Even if they don't make anyone sick, the flavors may have deteriorated.


----------



## tbern (Dec 18, 2022)

I'm not a strictly follow the use by date person, but 6&11 years is getting Up there and with the cost of meat probably new would be better.


----------



## indaswamp (Dec 18, 2022)

Likely still safe as those products both have high salt and low pH (high acidity)...BUT.....the flavor would suffer. Probably won't taste very good, but it would be safe to consume as long as the original seal is not broken.


----------



## Brokenhandle (Dec 18, 2022)

I wouldn't eat it either.  Do you have a friend named Mikey? Lol!

Ryan


----------



## Hijack73 (Dec 18, 2022)

I have about 25 cans of odds and ends of stuff I really will never eat (bought it at the beginning of covid when the stores were getting bare) that is all either out of date or close..  Crap like Dinty Moore and chicken and dumplings and canned chicken and baked beans - I hate canned baked beans with a passion, but they were cheap and plentiful in a time when it looked like the apocalypse was upon us.  I plan on taking it to an area where there are a lot of homeless folks and just setting it on the curb in a box. 
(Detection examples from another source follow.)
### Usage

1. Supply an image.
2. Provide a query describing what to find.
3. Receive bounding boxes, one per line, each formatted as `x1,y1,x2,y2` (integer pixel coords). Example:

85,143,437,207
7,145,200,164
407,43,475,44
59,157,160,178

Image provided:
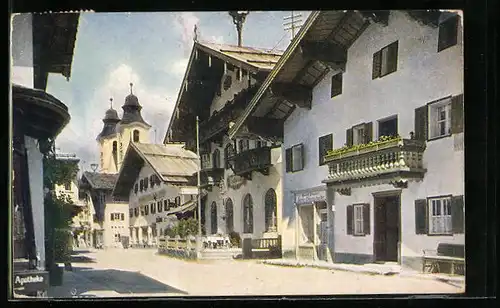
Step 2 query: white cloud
174,12,200,53
57,64,175,170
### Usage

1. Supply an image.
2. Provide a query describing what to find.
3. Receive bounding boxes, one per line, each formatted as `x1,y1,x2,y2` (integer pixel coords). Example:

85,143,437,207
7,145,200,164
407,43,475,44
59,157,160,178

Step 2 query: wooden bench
422,243,465,275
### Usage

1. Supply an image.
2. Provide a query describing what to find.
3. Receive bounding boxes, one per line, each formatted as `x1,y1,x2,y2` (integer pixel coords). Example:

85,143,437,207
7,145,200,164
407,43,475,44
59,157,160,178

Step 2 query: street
48,249,463,298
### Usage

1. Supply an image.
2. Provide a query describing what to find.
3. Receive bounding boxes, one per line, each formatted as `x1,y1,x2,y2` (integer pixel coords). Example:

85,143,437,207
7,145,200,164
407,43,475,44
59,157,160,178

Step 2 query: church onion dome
120,83,150,126
97,98,120,139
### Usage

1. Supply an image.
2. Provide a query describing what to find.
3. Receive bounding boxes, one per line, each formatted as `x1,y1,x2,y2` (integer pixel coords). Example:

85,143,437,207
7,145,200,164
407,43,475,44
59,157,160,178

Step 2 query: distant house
9,13,79,295
80,171,129,247
113,143,198,246
229,11,464,269
164,42,288,243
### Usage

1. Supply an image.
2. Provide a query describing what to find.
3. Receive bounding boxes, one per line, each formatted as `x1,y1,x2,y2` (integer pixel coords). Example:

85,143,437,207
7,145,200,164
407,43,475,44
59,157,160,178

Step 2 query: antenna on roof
283,11,302,40
229,11,250,47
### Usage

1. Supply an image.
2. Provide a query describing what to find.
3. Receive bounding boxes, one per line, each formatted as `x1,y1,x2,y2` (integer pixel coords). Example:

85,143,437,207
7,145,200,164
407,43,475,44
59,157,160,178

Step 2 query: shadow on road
61,267,188,297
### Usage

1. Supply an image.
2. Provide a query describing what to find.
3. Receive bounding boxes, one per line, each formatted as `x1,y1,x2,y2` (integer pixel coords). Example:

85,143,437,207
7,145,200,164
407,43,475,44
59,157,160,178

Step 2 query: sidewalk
261,259,465,287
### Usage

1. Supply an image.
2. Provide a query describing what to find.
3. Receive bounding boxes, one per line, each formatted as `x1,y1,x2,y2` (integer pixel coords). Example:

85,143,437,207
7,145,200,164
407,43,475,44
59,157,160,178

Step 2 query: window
429,197,452,234
224,143,234,169
318,134,333,166
212,149,220,169
372,41,398,79
210,201,217,234
354,204,363,235
225,198,234,233
238,139,250,153
243,194,253,233
331,73,342,97
429,98,451,139
438,15,459,52
264,188,278,232
285,144,304,172
378,116,398,138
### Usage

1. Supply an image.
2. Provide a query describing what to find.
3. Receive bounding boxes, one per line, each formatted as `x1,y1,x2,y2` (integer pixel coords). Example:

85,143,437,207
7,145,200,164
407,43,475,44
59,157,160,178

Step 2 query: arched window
225,198,234,233
224,143,234,169
212,149,220,168
210,201,217,234
264,188,278,232
133,129,139,142
243,194,253,233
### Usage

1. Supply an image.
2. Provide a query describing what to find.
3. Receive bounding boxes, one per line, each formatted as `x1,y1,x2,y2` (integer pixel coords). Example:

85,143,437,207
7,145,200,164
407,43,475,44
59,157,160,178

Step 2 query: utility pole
283,11,302,40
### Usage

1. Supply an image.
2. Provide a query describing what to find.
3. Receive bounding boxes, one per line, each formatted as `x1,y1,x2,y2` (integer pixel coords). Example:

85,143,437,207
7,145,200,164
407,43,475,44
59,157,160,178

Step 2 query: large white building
165,42,282,245
229,11,464,269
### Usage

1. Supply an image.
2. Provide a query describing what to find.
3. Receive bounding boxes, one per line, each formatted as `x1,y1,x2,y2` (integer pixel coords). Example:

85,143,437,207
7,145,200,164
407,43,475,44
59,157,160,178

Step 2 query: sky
47,11,309,171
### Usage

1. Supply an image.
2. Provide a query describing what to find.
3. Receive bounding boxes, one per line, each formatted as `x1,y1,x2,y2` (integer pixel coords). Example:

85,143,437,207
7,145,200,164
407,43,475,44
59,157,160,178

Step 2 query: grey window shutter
346,205,354,234
365,122,373,143
363,203,370,234
285,148,292,172
451,94,464,134
387,41,398,74
451,195,464,233
415,106,428,141
345,128,352,146
372,50,382,79
415,199,429,234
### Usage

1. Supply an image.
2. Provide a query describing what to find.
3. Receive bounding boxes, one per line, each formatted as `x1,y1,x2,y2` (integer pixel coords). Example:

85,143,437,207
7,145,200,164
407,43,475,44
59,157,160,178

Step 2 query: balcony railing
324,137,426,183
232,147,272,175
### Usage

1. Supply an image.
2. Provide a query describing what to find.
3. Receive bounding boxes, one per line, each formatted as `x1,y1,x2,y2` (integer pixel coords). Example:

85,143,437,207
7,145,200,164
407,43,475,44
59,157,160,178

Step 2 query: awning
167,200,197,215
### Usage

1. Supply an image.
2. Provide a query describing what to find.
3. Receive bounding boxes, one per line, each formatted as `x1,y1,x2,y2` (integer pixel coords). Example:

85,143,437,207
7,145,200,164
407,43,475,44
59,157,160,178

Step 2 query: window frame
427,95,452,141
352,203,365,236
427,195,454,236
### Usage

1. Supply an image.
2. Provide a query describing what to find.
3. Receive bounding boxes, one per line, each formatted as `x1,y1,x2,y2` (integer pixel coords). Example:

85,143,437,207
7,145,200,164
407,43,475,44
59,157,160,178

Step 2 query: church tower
117,83,151,171
97,98,120,173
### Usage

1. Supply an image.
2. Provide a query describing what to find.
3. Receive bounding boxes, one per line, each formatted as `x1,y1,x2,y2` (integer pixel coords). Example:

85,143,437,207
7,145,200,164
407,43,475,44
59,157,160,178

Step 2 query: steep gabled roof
113,142,198,198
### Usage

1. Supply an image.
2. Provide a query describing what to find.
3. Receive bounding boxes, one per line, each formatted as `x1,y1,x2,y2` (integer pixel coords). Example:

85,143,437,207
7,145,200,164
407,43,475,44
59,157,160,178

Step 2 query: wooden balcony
231,147,272,179
323,137,426,189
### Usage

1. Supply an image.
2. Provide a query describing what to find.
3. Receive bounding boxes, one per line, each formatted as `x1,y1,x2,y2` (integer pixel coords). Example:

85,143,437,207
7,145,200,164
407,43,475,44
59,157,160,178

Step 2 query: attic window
223,75,233,91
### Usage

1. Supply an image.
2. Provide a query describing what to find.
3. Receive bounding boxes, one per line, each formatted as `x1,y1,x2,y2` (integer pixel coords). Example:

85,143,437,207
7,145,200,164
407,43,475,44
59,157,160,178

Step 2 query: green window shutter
451,94,464,134
372,50,382,79
415,106,428,141
387,41,398,74
415,199,429,234
346,205,354,235
451,195,464,233
363,203,370,235
285,148,292,172
345,128,352,146
365,122,373,143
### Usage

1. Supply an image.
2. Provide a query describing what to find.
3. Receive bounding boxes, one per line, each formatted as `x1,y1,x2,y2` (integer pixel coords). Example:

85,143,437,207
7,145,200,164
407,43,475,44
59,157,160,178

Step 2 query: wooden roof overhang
12,84,71,146
164,42,269,143
229,11,388,139
33,13,80,89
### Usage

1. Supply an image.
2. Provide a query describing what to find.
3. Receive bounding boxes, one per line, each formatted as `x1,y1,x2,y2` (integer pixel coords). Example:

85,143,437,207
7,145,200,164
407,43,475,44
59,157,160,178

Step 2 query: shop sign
14,271,49,293
295,190,326,204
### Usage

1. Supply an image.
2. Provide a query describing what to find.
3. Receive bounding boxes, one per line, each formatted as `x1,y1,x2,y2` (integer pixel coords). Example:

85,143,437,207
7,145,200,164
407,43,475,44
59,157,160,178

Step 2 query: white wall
25,136,45,269
284,11,464,254
11,14,34,88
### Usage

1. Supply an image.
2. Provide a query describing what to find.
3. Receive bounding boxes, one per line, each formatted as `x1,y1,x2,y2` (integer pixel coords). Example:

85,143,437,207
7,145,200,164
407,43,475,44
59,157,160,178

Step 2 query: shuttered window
372,41,398,79
331,73,342,97
318,134,333,166
438,15,459,52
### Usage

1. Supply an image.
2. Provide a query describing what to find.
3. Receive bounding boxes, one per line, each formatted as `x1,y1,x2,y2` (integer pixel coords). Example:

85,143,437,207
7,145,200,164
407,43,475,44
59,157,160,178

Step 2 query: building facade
113,143,198,247
165,42,282,243
230,11,464,269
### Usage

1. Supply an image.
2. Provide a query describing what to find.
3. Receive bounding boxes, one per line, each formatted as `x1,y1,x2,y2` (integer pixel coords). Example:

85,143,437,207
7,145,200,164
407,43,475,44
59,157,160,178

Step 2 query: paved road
49,249,463,297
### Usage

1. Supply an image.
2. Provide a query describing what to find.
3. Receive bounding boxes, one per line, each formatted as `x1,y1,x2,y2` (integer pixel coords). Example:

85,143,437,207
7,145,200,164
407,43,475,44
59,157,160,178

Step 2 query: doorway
373,194,401,262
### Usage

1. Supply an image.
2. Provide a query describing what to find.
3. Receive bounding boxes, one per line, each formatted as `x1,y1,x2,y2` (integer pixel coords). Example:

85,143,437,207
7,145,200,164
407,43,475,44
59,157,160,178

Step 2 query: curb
259,261,465,288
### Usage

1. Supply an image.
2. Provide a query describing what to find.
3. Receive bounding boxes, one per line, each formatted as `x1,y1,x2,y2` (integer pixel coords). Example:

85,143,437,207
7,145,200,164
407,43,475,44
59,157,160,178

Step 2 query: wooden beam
301,41,347,71
271,82,312,109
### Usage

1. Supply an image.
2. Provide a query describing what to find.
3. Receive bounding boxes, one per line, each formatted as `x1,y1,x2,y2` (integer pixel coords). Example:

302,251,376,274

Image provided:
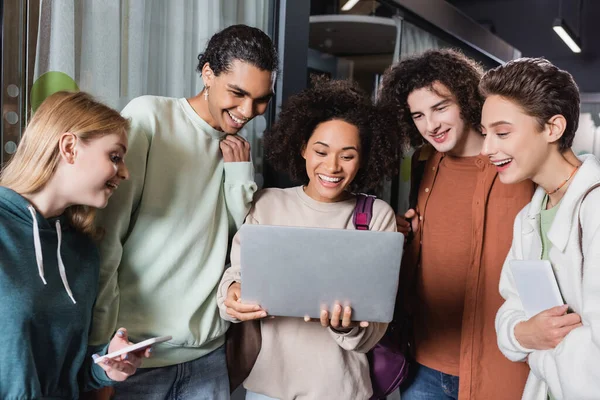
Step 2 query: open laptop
240,225,404,322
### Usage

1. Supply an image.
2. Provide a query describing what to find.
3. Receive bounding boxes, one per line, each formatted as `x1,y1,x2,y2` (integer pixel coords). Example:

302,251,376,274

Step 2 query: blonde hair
0,91,129,239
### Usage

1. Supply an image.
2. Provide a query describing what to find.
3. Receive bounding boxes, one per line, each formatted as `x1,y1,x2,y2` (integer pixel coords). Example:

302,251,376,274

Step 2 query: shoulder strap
352,193,375,231
408,144,435,209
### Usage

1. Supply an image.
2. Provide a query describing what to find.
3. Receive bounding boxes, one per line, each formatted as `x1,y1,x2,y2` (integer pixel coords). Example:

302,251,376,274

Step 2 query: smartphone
92,336,173,364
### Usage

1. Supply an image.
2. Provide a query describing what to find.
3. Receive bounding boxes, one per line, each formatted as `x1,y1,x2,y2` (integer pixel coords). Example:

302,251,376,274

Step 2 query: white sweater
217,187,396,400
496,155,600,400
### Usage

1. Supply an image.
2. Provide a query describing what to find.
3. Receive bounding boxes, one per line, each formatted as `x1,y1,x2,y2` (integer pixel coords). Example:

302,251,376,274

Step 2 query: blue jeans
400,364,458,400
114,346,229,400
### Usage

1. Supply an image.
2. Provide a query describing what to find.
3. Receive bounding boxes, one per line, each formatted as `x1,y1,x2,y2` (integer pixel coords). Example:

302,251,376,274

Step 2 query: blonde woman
0,92,148,399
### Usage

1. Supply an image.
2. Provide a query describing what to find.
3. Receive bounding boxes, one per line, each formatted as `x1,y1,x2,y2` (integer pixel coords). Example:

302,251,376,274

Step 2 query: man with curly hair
380,50,533,400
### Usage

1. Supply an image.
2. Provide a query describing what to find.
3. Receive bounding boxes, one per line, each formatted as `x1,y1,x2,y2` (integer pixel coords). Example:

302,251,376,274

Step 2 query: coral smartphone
92,336,173,364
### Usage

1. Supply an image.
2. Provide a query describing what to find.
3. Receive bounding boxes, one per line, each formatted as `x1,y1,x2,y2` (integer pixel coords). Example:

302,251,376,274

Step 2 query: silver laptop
240,225,404,322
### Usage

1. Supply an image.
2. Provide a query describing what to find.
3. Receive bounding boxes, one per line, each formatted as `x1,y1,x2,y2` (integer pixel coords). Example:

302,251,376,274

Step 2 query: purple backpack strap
352,193,375,231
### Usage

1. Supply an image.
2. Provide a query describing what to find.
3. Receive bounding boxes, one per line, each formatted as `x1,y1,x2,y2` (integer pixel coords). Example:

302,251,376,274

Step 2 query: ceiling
447,0,600,92
311,0,600,93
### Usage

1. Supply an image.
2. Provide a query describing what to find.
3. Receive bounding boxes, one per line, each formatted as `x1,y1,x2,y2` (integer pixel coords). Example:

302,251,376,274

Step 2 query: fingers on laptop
225,299,267,321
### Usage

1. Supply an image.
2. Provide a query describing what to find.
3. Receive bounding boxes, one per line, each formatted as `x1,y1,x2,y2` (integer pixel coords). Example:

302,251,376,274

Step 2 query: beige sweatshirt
217,186,396,400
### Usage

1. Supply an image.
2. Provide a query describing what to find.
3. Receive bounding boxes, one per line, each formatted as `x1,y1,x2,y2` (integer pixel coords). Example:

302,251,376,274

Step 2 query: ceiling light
342,0,358,11
552,18,581,53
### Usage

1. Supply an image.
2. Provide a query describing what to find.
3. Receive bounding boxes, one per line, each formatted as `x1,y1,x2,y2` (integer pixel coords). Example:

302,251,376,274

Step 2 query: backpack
352,194,409,399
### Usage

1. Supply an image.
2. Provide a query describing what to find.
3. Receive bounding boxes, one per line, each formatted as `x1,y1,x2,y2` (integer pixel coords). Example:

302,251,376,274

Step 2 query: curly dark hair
378,49,483,147
196,25,279,76
479,58,580,151
263,77,405,192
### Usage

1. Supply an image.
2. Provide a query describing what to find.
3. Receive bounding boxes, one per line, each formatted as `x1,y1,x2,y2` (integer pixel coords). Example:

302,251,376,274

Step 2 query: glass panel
0,0,27,166
573,94,600,157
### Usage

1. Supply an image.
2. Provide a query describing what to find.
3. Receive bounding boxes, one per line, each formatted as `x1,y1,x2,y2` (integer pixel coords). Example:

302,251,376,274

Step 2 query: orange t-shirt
414,156,482,376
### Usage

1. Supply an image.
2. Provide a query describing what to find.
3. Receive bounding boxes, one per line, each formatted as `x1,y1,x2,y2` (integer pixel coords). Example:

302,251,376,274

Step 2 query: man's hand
98,328,152,382
219,135,250,162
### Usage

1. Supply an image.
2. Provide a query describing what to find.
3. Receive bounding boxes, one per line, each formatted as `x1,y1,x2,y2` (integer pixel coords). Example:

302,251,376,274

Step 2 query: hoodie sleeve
217,211,258,323
80,344,115,391
496,211,532,361
529,200,600,399
90,98,150,344
223,162,256,232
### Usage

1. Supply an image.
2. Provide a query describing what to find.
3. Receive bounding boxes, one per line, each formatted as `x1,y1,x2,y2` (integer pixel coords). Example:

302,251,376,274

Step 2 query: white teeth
431,131,448,139
319,174,342,183
227,111,245,124
492,158,512,167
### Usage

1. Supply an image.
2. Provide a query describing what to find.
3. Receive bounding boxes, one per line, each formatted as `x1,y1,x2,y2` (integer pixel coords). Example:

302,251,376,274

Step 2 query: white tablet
510,260,564,318
92,336,173,364
240,225,404,322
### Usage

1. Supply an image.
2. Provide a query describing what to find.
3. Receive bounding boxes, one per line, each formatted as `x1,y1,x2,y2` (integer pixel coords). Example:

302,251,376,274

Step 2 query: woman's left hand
304,304,369,332
98,328,152,382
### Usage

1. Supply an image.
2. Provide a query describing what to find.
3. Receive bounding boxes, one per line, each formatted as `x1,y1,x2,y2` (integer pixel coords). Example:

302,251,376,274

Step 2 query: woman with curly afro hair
217,79,402,399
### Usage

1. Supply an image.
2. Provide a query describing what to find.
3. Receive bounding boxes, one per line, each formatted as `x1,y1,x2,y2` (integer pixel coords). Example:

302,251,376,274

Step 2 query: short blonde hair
0,91,129,238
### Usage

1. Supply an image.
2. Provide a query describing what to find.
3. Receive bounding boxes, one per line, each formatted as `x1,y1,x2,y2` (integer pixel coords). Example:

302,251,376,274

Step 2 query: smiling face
481,95,560,183
302,120,360,203
407,82,469,155
202,60,275,135
63,132,129,208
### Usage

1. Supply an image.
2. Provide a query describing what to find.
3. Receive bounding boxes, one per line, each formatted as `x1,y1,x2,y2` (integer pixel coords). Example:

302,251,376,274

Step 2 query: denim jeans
114,346,229,400
400,364,458,400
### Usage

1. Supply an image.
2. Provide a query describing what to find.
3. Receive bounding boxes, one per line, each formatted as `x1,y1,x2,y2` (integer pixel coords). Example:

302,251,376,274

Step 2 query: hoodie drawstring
56,220,77,304
27,206,47,285
27,205,77,304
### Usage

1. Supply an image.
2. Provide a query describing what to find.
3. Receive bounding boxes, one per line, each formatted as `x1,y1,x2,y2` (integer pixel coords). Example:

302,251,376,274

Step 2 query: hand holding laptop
510,260,581,350
225,282,267,321
304,303,369,331
515,305,581,350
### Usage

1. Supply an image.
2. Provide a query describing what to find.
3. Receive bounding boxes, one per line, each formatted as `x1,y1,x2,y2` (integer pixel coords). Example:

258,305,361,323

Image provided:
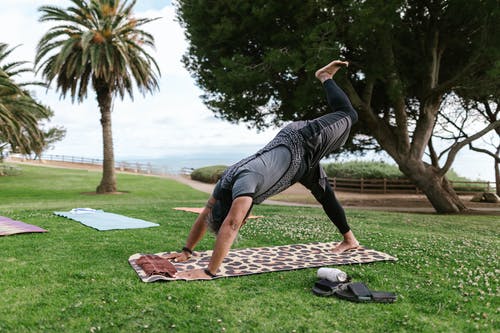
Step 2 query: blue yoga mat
54,208,159,231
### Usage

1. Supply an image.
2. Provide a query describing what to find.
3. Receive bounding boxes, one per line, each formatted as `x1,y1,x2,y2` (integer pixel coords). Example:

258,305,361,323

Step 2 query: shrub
191,165,227,184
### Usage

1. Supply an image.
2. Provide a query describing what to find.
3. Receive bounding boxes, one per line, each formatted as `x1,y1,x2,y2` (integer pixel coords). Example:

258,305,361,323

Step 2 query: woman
168,60,359,280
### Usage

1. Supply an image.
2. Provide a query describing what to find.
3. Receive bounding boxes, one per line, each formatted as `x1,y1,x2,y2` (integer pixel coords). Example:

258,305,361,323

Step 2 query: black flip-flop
333,282,397,303
312,279,343,296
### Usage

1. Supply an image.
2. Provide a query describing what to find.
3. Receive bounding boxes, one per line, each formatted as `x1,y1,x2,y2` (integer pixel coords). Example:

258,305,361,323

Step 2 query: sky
0,0,494,180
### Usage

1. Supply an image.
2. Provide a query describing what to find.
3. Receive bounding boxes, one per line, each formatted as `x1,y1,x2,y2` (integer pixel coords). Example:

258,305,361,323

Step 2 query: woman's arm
165,196,215,262
176,196,253,280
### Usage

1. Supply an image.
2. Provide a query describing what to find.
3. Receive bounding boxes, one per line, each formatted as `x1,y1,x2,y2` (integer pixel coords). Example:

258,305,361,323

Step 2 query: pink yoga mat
0,216,47,236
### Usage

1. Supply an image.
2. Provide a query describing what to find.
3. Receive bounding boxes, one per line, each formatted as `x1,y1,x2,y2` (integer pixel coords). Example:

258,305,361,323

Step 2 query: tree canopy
35,0,160,193
0,43,57,158
178,0,500,212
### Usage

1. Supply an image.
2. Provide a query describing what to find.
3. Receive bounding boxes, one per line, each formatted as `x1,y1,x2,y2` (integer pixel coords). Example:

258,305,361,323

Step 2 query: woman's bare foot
332,230,359,254
315,60,349,83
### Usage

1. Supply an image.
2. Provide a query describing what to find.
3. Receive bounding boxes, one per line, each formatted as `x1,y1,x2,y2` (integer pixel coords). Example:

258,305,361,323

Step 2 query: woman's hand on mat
165,252,191,262
175,269,212,280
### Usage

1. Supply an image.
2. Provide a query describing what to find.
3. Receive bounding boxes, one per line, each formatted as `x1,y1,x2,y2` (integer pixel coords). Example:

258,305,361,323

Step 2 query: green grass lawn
0,166,500,332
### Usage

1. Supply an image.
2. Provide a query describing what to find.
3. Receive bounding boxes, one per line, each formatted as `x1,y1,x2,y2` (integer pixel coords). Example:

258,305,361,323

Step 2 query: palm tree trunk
94,79,116,193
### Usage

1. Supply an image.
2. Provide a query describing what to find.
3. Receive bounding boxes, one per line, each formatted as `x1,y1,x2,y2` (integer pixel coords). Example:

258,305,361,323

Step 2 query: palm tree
35,0,160,193
0,43,48,159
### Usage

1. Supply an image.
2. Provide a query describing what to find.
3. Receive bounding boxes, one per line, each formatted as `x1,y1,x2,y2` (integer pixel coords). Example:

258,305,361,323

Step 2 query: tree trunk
94,79,116,194
495,159,500,197
399,161,468,214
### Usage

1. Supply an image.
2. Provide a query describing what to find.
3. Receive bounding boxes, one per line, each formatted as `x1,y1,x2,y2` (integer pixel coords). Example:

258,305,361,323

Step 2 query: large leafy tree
35,0,160,193
436,94,500,195
178,0,500,213
0,43,50,158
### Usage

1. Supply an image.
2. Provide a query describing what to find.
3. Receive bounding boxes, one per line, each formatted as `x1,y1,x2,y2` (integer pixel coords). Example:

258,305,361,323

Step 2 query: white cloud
0,0,493,179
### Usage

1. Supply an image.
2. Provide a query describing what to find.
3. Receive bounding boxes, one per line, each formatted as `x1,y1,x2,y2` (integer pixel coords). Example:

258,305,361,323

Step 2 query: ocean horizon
116,146,495,182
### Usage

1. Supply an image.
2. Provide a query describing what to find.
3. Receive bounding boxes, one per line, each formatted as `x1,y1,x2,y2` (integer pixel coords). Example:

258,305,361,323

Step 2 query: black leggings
313,182,351,235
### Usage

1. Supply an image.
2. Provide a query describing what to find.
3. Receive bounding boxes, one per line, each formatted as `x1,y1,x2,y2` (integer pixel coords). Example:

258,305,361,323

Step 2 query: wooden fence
328,177,494,194
10,154,495,194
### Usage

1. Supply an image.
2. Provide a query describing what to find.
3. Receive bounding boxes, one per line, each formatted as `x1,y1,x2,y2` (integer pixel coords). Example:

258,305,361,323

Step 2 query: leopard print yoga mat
128,242,397,282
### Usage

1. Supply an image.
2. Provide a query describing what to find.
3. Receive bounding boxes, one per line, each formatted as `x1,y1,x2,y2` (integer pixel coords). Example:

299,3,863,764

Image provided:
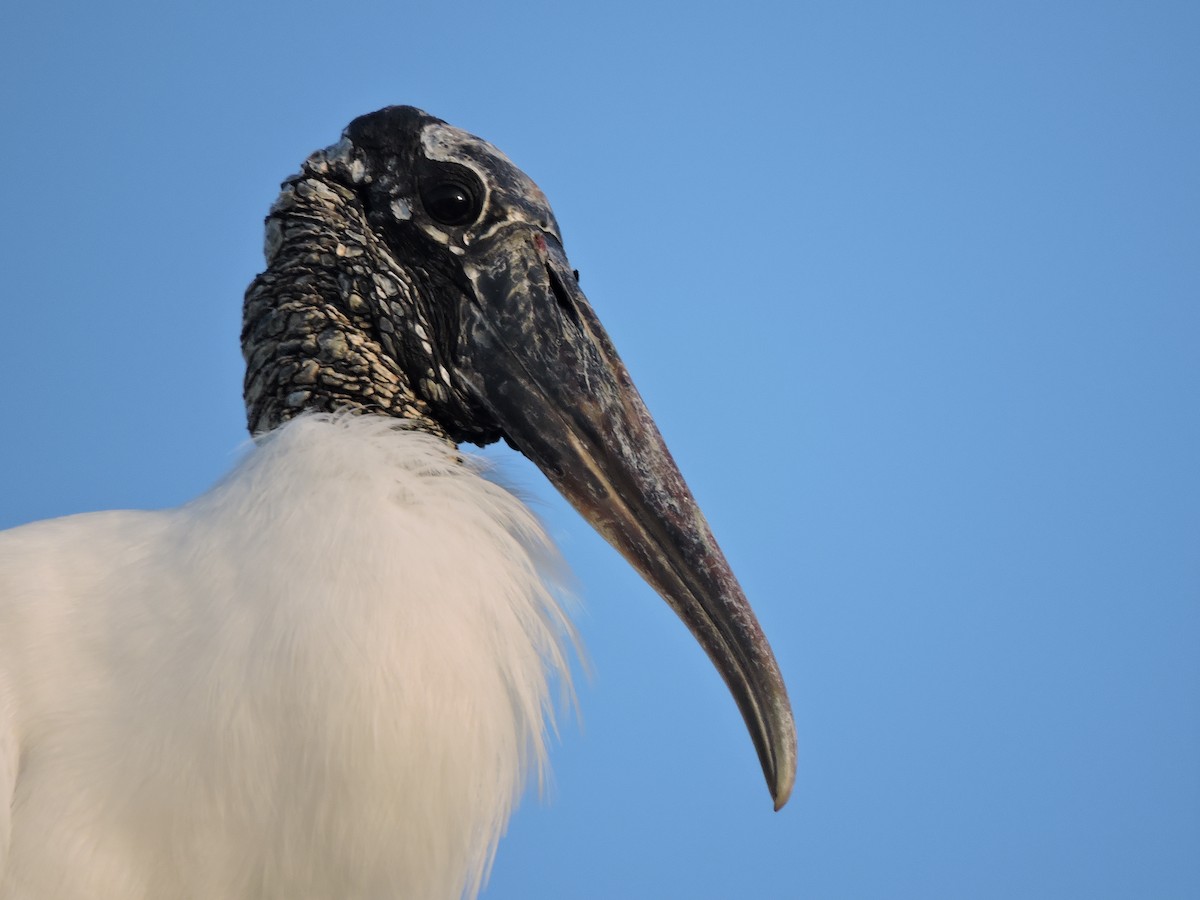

My rule on most things is 3 years.  Mayo and salad dressings are 6 months.


----------



## DougE (Dec 18, 2022)

I'm not overly strict on "use by" dates with a few exceptions. Diet soda goes south fast after it goes out of date. Canned tomatoes. I was making chili a few years ago for a charity event and thought I had enough diced tomatoes to do a big batch. I didn't. We have this country store out here in the sticks, so I went there for some, never paying any mind to the dates, it's a store, after all. Well, I get back to the house and start opening cans, and the contents were nasty, and kinda purple in color. Turns out they were a couple years out of date. 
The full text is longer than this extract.